The Red Funnel ships carry a Chief and Motorman ( I think ), same as Lymington. When I'm in Lymington, I am not engine room based, but the alarms ring in my cabin and the bridge - so I can always be in touch. When I have had an overspeed coming into Yarmouth, I have always managed to start the engine long before any problems could arise.


----------



## billyboy (Jul 6, 2005)

traveled on that ferry a few times. my guess would be some kind of control failure. last time i rode on her it was hard to tell we had docked as the captain is so used to it. be interesting to hear the findings on this one.


----------



## R58484956 (Apr 19, 2004)

Bow ramps/doors pushed back so far that the ambulance just inside the doors is LIKELY to be a write off ACCORDING TO THE LOCAL EVENING NEWS


----------



## Pompeyfan (Aug 9, 2005)

She is at the Windward Terminal according to Radio Solent, and all vehicles off. I have not heard that the ambulance was damaged, but you could see it through the bow doors. Ferries are now coming into 25 berth Eastern Docks I am told.
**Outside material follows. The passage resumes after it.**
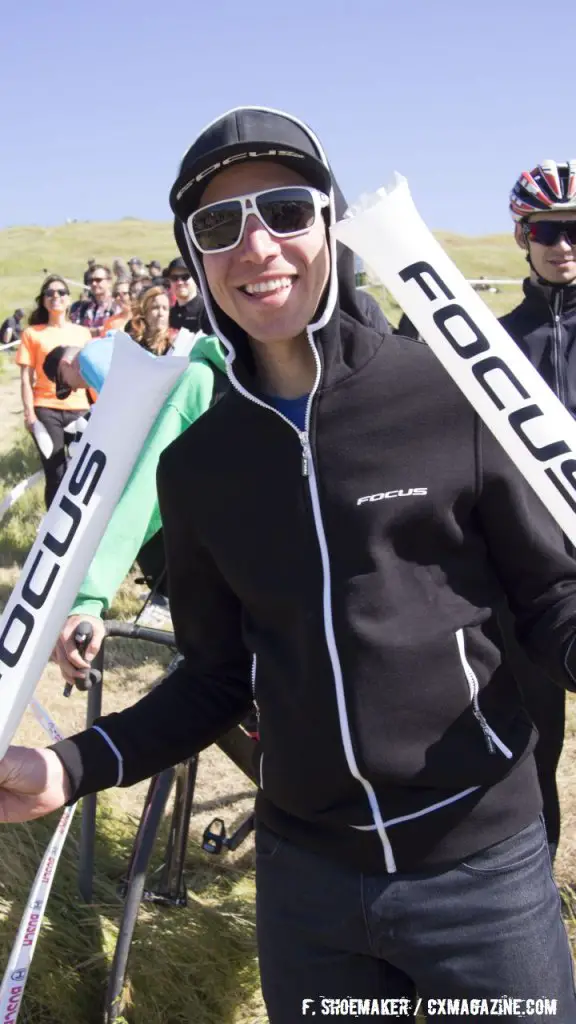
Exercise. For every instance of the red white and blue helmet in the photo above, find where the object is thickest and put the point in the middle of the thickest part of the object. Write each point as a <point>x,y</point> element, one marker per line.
<point>549,186</point>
David


----------



## newda898 (Jun 23, 2005)

There was an accout on the Yahoo Ferries of Northern Europe group by Matthew Punter who was onboard at the time:



> Hi all,
> 
> On Friday, I travelled to the Solent in order to catch PONT L'ABBE's first weekend in service and thought I'd pass the time during the day with lunch in Cowes courtesy of Red Funnel. As (bad) luck would have it, I opted to return on the 1455 from Cowes which ended with the crash at Town Quay.
> 
> ...


----------



## Pompeyfan (Aug 9, 2005)

The master and mate of the Red Falcon have been suspended on full pay while inquiries are carried out. David


----------



## Pompeyfan (Aug 9, 2005)

Update on Red Falcon. The local Island newspaper which comes out once a week has a full report on the accident. An earlier report saying the ambulance is a write off was wrong, but a van looks to be an insurance write off. The owner who suffered whiplash had just returned to the van and had not put his seat belt on when all of a sudden there was an almightly crash and the van catipulted forward underneath the lorry in front. He is self-employed and uses the van for removal and landscape gardening meaning he can't work at the moment. 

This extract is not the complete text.